FP-Growth Algorithm

10 Jan 2016

Intro

The FP-Growth Algorithm is an alternative way to find frequent itemsets without using candidate generations, thus improving performance. For so much it uses a divide-and-conquer strategy. The core of this method is the usage of a special data structure named frequent-pattern tree (FP-tree), which retains the itemset association information.

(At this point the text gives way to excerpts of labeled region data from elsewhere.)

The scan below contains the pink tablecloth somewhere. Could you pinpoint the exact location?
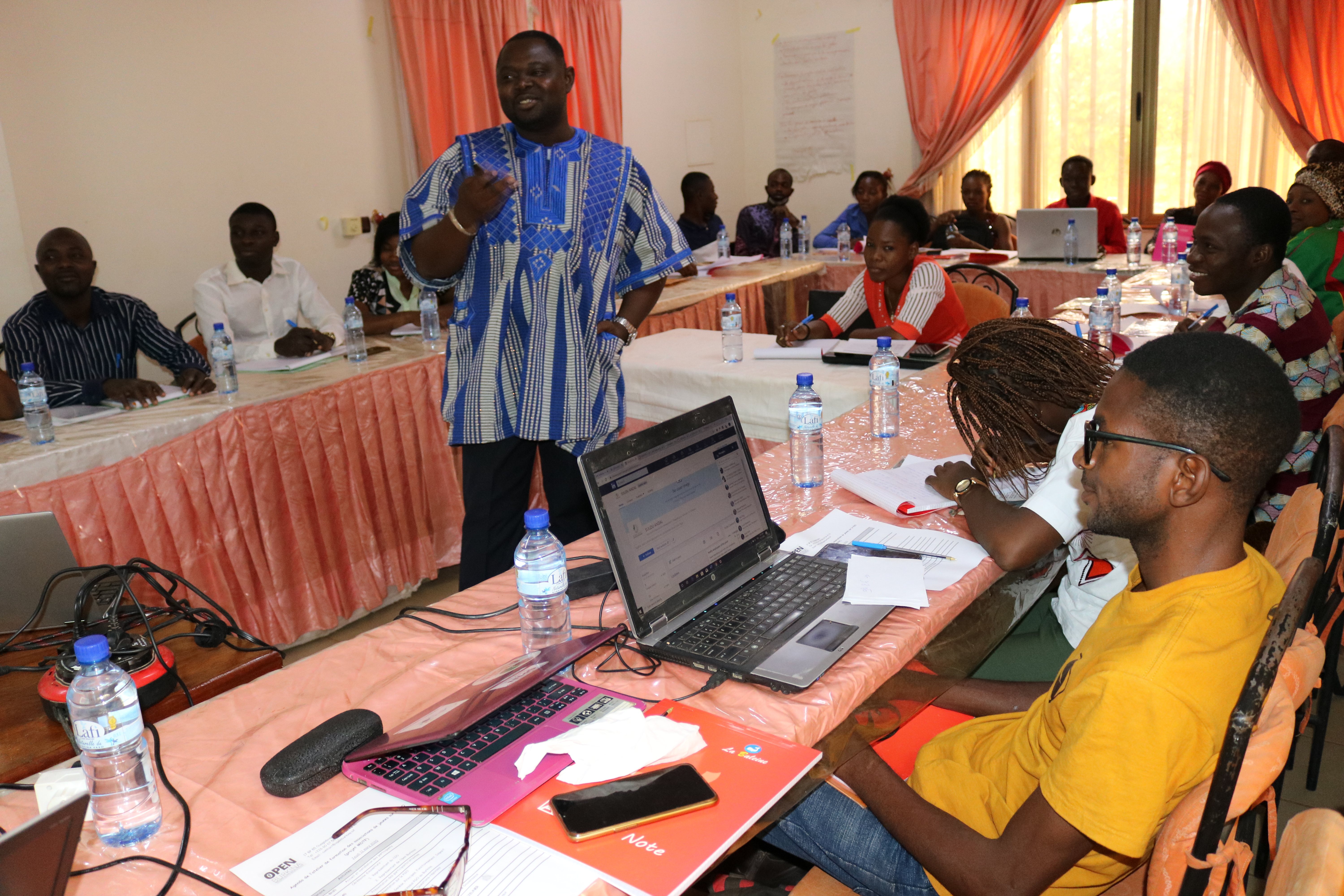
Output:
[0,355,462,644]
[0,372,1000,896]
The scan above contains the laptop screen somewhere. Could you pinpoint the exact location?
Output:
[590,402,769,629]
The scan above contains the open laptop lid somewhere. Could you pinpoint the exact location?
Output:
[0,512,87,634]
[579,396,780,638]
[345,625,626,762]
[0,793,89,896]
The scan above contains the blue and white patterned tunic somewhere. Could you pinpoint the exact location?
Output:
[401,124,691,454]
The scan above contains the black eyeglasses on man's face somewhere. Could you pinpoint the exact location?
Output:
[1083,420,1232,482]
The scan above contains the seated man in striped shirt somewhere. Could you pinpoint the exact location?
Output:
[4,227,215,407]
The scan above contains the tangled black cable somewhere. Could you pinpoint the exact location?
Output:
[70,721,242,896]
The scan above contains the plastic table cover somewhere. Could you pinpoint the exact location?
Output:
[0,368,1001,895]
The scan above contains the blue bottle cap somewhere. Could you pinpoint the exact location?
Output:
[75,634,112,666]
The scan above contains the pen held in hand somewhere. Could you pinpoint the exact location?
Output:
[849,540,956,560]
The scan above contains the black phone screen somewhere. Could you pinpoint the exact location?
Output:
[551,763,716,834]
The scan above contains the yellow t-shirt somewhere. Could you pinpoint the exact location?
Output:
[910,547,1284,896]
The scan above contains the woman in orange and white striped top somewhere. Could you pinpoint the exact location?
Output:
[777,196,969,345]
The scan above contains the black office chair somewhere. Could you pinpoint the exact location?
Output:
[945,262,1017,309]
[808,289,844,320]
[1179,556,1324,896]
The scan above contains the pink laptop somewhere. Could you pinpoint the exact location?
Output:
[341,625,645,825]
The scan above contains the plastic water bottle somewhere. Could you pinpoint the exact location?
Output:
[66,634,163,846]
[210,322,238,395]
[1064,218,1078,265]
[789,373,824,489]
[719,293,742,364]
[1101,267,1121,333]
[421,289,438,342]
[19,361,56,445]
[1087,286,1110,348]
[868,336,900,439]
[1159,215,1176,263]
[513,508,570,653]
[1172,252,1193,317]
[344,295,368,364]
[1125,215,1144,267]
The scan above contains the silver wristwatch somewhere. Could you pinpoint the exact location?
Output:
[612,314,640,345]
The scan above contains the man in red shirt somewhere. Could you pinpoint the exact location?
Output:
[1046,156,1125,252]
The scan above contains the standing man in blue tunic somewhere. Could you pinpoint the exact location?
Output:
[401,31,691,588]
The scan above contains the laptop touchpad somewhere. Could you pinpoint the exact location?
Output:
[798,619,859,650]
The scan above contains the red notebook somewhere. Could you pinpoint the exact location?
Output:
[495,700,821,896]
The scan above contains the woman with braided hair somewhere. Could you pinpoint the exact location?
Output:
[929,318,1136,681]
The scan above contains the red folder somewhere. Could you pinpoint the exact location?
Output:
[495,700,821,896]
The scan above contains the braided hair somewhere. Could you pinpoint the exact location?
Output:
[948,318,1113,485]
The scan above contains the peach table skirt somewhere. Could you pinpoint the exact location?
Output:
[0,369,1000,896]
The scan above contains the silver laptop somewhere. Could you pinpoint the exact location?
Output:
[579,398,891,692]
[1017,208,1097,262]
[0,513,106,634]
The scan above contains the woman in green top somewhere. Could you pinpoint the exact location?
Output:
[347,212,452,336]
[1288,161,1344,321]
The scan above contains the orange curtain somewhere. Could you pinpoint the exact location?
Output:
[891,0,1070,196]
[390,0,621,168]
[1219,0,1344,159]
[532,0,621,142]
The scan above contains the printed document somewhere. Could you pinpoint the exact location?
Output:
[231,788,598,896]
[780,510,989,591]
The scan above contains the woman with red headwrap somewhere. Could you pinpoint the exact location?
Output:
[1163,161,1232,227]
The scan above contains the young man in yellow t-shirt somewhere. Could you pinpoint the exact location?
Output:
[766,333,1298,896]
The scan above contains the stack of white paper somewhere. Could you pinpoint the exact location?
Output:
[831,454,1027,516]
[780,510,989,591]
[844,554,929,610]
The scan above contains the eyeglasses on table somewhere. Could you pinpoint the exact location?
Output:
[332,806,472,896]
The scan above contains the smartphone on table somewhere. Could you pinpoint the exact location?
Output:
[551,763,719,842]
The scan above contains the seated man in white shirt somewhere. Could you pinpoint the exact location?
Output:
[929,318,1136,681]
[192,203,345,361]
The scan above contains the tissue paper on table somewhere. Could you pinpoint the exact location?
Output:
[513,706,706,784]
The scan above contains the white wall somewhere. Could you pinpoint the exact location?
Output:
[724,0,919,232]
[618,0,747,240]
[621,0,919,246]
[0,0,407,326]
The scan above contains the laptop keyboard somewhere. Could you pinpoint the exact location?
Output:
[364,678,591,797]
[663,554,845,665]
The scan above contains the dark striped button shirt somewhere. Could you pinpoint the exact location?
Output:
[4,286,210,407]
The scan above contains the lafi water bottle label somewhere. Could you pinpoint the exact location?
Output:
[515,567,570,598]
[70,702,145,752]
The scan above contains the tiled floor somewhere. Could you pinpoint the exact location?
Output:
[285,567,457,666]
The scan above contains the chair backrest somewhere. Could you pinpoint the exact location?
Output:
[1167,556,1325,896]
[945,262,1017,305]
[1265,809,1344,896]
[952,282,1008,328]
[808,289,844,320]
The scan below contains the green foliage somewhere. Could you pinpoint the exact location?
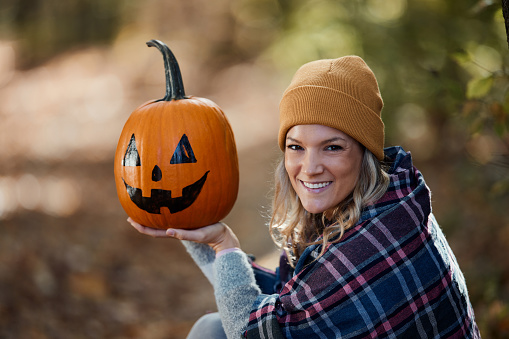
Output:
[0,0,123,68]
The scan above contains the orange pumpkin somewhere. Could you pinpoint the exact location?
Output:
[114,40,239,229]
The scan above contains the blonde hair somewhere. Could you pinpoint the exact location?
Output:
[269,149,389,266]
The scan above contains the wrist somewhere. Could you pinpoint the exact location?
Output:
[216,247,242,258]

In simple words, this algorithm works as follows: first it compresses the input database creating an FP-tree instance to represent frequent items. After this first step it divides the compressed database into a set of conditional databases, each one associated with one frequent pattern. Finally, each such database is mined separately. Using this strategy, the FP-Growth reduces the search costs looking for short patterns recursively and then concatenating them in the long frequent patterns, offering good selectivity.

FP-Tree structure

The frequent-pattern tree (FP-tree) is a compact structure that stores quantitative information about frequent patterns in a database [4].

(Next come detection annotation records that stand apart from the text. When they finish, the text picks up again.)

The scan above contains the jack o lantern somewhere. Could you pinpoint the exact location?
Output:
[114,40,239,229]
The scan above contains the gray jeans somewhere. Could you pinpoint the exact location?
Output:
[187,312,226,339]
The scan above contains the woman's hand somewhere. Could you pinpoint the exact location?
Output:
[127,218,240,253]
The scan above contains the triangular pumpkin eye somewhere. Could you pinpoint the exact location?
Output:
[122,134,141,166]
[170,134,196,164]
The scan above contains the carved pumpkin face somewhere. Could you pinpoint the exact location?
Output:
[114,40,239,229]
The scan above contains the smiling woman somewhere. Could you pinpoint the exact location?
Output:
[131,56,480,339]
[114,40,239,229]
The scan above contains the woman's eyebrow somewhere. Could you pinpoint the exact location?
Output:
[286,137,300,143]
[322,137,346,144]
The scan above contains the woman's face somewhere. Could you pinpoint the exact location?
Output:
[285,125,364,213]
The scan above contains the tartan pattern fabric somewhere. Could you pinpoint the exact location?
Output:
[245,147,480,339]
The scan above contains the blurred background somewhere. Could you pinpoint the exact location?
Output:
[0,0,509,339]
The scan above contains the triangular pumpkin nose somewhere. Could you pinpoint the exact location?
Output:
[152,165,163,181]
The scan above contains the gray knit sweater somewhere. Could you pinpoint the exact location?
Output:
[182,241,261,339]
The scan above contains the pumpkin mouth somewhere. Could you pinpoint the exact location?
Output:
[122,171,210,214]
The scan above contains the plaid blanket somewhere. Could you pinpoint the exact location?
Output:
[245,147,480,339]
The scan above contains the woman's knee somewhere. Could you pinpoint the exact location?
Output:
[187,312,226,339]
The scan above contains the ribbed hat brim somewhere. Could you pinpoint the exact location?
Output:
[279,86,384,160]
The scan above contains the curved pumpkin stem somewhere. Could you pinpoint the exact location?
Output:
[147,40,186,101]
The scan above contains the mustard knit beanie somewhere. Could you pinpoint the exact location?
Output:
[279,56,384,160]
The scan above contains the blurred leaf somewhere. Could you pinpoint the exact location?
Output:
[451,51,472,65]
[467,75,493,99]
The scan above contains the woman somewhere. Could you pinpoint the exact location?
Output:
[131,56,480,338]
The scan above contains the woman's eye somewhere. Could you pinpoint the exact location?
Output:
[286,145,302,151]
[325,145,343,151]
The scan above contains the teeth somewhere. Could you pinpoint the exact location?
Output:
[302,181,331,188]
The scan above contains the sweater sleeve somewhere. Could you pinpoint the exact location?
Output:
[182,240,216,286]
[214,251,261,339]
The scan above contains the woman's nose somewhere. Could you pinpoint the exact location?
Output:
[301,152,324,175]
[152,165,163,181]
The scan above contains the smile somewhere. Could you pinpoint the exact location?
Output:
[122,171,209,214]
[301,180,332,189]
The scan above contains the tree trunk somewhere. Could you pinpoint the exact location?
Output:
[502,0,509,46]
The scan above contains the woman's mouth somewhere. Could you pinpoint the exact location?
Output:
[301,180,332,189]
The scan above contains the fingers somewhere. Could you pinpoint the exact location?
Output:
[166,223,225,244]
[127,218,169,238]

Han defines the FP-tree as the tree structure defined below:

One root labeled as “null” with a set of item-prefix subtrees as children, and a frequent-item-header table (presented in the left side of Figure 1);
Each node in the item-prefix subtree consists of three fields:
- Item-name: registers which item is represented by the node;
- Count: the number of transactions represented by the portion of the path reaching the node;
- Node-link: links to the next node in the FP-tree carrying the same item-name, or null if there is none.
Each entry in the frequent-item-header table consists of two fields:
- Item-name: as the same to the node;
- Head of node-link: a pointer to the first node in the FP-tree carrying the item-name.
- Additionally the frequent-item-header table can have the count support for an item.

FP-tree construction

Input: A transaction database DB and a minimum support threshold.
Output: FP-tree, the frequent-pattern tree of DB.
Method: The FP-tree is constructed as follows.
1. Scan the transaction database DB once. Collect F, the set of frequent items, and the support of each frequent item. Sort F in support-descending order as FList, the list of frequent items.
2. Create the root of an FP-tree, T, and label it as “null”. For each transaction Trans in DB do the following:
  - Select the frequent items in Trans and sort them according to the order of FList. Let the sorted frequent-item list in Trans be [p | P], where p is the first element and P is the remaining list. Call insert tree([ p | P], T ).
  - The function insert tree([ p | P], T ) is performed as follows. If T has a child N such that N.item-name = p.item-name, then increment N ’s count by 1; else create a new node N , with its count initialized to 1, its parent link linked to T , and its node-link linked to the nodes with the same item-name via the node-link structure. If P is nonempty, call insert tree(P, N ) recursively.